How did you get involved in farming?

Grace Doherty with one of her calvesGrace Doherty with one of her calves
Grace Doherty with one of her calves

It’s been part of my life since birth, I don’t really know anything different. My granda had me with him out on the farm before I could walk! I have always had a very strong interest in the farm, and it has remained this way. I have learnt everything I know from my granda and uncles.

Earliest farming memory?

My earliest farming memory would be helping my granda at lambing time, feeding pet lambs that were nearly the same size as me!

What personal characteristics have you gained from agriculture?

Personal characteristics that I have gained through agriculture include a hard work ethic and determination. I have become caring and compassionate, and very dependable.

I can also say I have developed a strong backbone. You can’t shift cattle and sheep with family without one!

My time management is also a good quality which I have improved, especially when it comes to milking and the importance of time specific tasks.

Life Lesson you learned from farming:

My biggest life lesson would be that farming can still be seen as a male dominated profession. If you are determined and work hard at it, anyone can do it. Women should not have to work twice as hard as the men to prove their worth in farming.

What do you enjoy the most about the farming lifestyle?

What I enjoy the most about the farming lifestyle is how family oriented it is, everyone can be involved from the youngest to the oldest. I also don’t know any other job where neighbours and friends come and help and support each other. Everyone understands each other and has each other’s back.

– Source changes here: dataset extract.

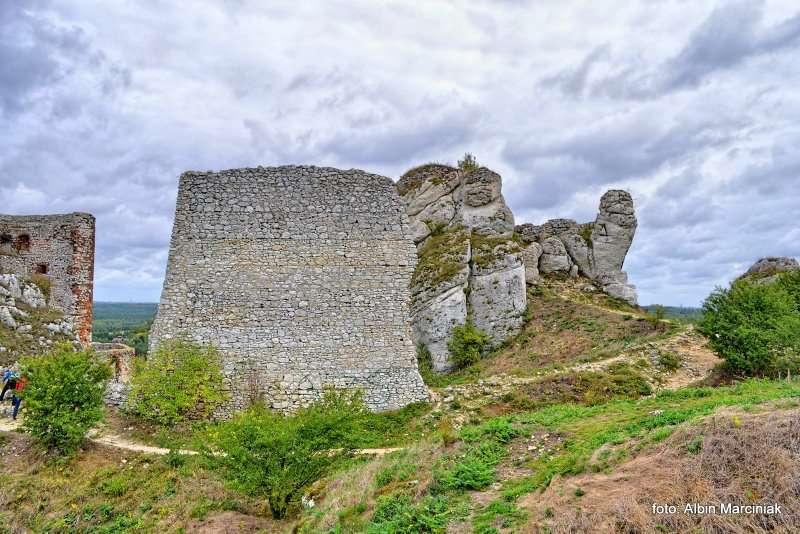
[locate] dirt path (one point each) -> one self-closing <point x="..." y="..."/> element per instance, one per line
<point x="118" y="442"/>
<point x="697" y="359"/>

Describe a farmer in three words: Hardworking, determined, dedicated.

What would you like the public to know about Northern Ireland farming?

I would like the public to know how committed farmers are to their animals and how quickly they access care for them, and how well they are looked after.

If you could give farmers/farming families/farming community one piece of advice, what would it be?

A piece of advice I would give is to look after your physical and mental health as they are so important. It is the one thing that is ignored in the farming community as there is always something else deemed “more important “in the farmer’s eye, but a farm can’t run itself.

What would you say to others who are considering a career in the agricultural industry?

I would tell them to go for it, as there are many opening opportunities in this amazing sector. The opportunities are so wide and varied and there will always be something for someone.

What are your hopes for the future of Northern Ireland’s agricultural industry?

My hopes would be that more women continue to join the industry and that farmers are fairly paid for the work and effort they put in on a day-to-day basis.